Junior Year Coursework (UCD Exchange)

  • I took this Germanics course with Professor Jeanne Riou in Dublin. The theme was ‘Radical Thinkers,’ and over the course of the semester we read texts by (mostly) German theorists in translation. The course texts included material by Hannah Arendt, Jean-Jacques Rousseau, Marx and Engels, Immanuel Kant and Georg Büchner. In class we were examined on our familiarity of these texts, as well as asked to contemplate their historical and contemporary relevance.

  • In this course taught by Professor Martha Shearer, I was introduced to film studies as a discipline, developing my understanding of the specialized vocabulary and historical context that is necessary in critically discussing cinema. The theme of the course was women’s authorship in American cinema, and throughout the class we learned how to apply various critical perspectives to the films that were screened. At the end of the term, I had composed my own short sequence analysis, as well as an academic research essay exploring the femme fatale trope in the 1946 film noir Gilda.

  • In this broad survey course taught by Professor Porscha Fermanis, I studied English literature from the Romanic period, using historical context to understand what shaped and characterized this literary movement. During the term, we read a wide range of poetry including William Wordsworth, Charlotte Smith, P.B. Shelley and Anna Laetitia Barbauld, as well as prose by Jane Austin, Mary Shelley, Olaudah Equiano and Ann Radcliffe. I became knowledgeable about a number of Romantic tropes, such as Gothic horror and the Sublime, and learned how to identify and discuss them in the works we read. I also became acquainted with the significant concerns of this time period, ranging from abolition to the French Revolution and rapid industrialization.
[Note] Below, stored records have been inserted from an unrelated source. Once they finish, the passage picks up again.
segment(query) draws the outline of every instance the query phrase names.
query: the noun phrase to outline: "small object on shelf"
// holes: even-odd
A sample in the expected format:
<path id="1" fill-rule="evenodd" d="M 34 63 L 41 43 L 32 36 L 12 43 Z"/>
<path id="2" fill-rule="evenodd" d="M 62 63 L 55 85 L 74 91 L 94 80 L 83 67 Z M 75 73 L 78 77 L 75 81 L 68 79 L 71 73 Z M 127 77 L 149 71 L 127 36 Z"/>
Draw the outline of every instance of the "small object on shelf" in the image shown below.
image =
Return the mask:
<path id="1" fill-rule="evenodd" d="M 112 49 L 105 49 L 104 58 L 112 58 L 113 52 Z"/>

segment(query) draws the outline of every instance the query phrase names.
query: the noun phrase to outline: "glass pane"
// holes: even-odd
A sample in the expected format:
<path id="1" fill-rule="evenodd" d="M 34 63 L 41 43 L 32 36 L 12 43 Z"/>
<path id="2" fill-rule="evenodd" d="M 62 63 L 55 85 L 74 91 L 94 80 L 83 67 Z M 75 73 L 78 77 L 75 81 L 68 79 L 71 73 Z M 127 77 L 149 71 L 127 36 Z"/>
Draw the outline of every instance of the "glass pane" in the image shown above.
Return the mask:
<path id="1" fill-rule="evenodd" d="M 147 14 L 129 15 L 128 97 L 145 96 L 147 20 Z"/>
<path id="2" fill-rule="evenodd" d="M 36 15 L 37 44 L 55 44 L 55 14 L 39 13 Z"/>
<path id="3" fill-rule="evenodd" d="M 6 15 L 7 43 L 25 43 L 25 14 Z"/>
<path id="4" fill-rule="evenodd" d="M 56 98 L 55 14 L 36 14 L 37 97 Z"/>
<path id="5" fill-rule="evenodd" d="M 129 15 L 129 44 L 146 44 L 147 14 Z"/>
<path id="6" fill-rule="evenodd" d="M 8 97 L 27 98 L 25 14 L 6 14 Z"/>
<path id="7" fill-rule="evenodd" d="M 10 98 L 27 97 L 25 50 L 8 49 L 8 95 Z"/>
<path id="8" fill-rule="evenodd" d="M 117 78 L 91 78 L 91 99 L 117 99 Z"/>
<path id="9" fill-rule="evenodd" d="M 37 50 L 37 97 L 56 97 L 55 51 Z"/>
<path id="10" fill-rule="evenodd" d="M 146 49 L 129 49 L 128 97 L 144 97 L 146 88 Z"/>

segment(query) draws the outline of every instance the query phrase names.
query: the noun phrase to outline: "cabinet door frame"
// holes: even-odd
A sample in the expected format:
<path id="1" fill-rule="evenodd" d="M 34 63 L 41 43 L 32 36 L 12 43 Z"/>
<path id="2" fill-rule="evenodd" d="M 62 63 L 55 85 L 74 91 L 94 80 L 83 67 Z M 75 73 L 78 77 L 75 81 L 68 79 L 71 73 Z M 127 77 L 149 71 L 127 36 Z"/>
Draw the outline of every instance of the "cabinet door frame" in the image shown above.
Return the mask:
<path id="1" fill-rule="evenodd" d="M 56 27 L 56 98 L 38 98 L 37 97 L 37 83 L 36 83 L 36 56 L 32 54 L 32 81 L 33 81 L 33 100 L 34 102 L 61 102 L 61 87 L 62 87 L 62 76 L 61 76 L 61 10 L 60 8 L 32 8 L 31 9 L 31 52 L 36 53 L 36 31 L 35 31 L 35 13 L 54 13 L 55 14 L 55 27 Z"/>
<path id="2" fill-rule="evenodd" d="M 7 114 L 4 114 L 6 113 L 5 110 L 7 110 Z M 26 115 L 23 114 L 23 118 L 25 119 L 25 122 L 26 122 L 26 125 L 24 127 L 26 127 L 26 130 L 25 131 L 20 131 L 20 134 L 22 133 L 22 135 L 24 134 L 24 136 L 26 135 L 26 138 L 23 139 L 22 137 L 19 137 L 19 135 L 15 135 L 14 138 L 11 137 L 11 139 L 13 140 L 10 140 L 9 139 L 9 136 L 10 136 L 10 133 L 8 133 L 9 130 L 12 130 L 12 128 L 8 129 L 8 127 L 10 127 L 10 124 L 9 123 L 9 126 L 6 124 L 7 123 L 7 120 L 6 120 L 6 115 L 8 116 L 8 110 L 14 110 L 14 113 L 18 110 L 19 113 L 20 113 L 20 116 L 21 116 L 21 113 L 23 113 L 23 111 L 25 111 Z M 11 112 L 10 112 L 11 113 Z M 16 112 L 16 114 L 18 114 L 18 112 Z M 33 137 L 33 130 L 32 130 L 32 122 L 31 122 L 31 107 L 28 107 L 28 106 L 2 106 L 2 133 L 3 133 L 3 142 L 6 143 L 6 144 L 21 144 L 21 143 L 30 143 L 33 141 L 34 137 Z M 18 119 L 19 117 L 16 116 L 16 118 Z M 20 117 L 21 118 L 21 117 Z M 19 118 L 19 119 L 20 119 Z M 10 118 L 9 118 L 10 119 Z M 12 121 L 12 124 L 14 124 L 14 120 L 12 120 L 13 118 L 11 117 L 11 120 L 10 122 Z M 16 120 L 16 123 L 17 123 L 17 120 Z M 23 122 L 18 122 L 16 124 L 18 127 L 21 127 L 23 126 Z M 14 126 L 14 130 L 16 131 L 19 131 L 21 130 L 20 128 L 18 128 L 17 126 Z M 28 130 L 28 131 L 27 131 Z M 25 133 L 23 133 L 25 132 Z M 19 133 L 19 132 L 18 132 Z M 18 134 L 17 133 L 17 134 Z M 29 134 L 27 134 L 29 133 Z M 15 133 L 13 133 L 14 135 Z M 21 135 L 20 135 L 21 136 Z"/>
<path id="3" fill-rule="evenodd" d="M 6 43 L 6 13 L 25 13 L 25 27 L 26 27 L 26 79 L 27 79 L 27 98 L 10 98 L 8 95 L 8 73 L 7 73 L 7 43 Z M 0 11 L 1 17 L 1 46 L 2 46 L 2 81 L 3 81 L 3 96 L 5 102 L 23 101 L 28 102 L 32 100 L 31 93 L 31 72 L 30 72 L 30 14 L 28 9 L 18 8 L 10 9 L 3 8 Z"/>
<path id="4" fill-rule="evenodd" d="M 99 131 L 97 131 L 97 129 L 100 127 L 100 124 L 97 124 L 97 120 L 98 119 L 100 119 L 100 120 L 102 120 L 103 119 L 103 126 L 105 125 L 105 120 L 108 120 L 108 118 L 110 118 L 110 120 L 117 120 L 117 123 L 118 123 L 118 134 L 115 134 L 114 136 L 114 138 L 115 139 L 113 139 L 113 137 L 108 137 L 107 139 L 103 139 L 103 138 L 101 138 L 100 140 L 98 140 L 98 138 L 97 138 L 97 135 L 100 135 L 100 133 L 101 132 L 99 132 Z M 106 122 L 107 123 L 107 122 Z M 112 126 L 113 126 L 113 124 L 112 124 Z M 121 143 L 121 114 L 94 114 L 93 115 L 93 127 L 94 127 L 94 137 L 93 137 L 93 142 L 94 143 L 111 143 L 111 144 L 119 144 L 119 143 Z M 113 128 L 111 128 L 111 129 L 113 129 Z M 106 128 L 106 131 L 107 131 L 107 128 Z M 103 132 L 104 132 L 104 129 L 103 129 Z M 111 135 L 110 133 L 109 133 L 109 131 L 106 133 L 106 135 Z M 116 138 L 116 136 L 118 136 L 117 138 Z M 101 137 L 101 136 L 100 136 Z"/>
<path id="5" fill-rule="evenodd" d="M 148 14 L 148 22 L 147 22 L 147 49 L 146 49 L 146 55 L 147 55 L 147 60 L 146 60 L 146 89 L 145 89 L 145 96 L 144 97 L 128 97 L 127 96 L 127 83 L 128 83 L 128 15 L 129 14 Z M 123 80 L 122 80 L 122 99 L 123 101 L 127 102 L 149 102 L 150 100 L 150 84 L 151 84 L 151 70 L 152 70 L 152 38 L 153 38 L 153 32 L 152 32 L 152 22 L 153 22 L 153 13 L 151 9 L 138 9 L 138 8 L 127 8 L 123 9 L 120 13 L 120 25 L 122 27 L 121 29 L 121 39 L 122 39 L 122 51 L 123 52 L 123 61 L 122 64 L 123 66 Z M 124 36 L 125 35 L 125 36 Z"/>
  • This class introduced me to a wide range of 21st century Irish writers, giving me an inside look into the current happenings in Ireland’s literary scene. While our main facilitator was Professor Margaret Kelleher, much of the course was taught by guest lecturers, many of whom either wrote the books we read or worked for the house that published them. Over the course of the semester, I was able to attend lectures by a number of prominent Irish writers from diverse socio-political backgrounds, including Kevin Barry, Oein DeBhairduin and Anne Enright. I was also able to listen to a Q&A with Skein Press, the independent house that published Melatu Uche Okorie’s debut short story collection This Hostel Life in which she draws from her experience as an African migrant woman living in direct provision hostels in Ireland. Throughout the term, I practiced skills in close reading and peer review, producing three short essays on the course texts.

  • This seminar-style class was facilitated by Professor Catriona Clutterbuck, structured around weekly class sessions in which we discussed a particular Irish poetry collection from 2019 or earlier. Over the course of the term, we read works by Leontia Flynn, Victoria Kennefick, Moya Cannon, Eileán Ní Chuilleanáin and Kerrie Hardie. We identified various thematic preoccupations in each of these works, while also contextualizing them within recent Irish history. Each week for the first half of the term, we would write short responses to the material, identifying arguments that we could develop later on in the course. In the second half of the term, we started a comparative analysis of the poets we had read, arranged around five themes: the situated body and religion, history and progress, interpersonal relationships, nature and mortality as well as language and creativity. At the end of the term, we turned in a fully developed academic essay of about 3000 words, expressing a point about two or more of the poets we encountered in class. In my essay, I wrote about motherhood and the tension between self-sacrifice and co-creation in Leontia Flynn and Victoria Kennefick’s poetry.

  • In this course I studied contemporary literature—mostly outside of Western tradition—establishing environment issues as a key concern. The course was facilitated by Professor Treasa De Loughry and the course texts included poetry and prose from Western countries including the US, Australia and Scotland, but a majority of our focus was on writings from the global South. Throughout the term, we covered a series of major themes, starting with settler colonial imaginaries and resource extraction, then moving onto climate change and interconnectedness between humans and their environment, and finally postcolonial disaster and climate emergency. This course allowed me to explore the interdisciplinary possibilities of literary studies, while expanding my reading beyond the Western canon.

  • In this course taught by Nerys Williams, I became familiarized with the predominant concerns of American literature from the Modernist era. Over the course of the term, we studied a wide range of topics, reading Langston Hughes, Zora Neale Hurston, Anzia Yezierska, William Faulkner, Marianne Moore, T.S. Eliot, Louis Zukofsky, Wallace Stevens and Lorine Niedecker. By the end of the course, I had completed several works of analysis, charting their adherence and sometimes departure from certain modernist conventions.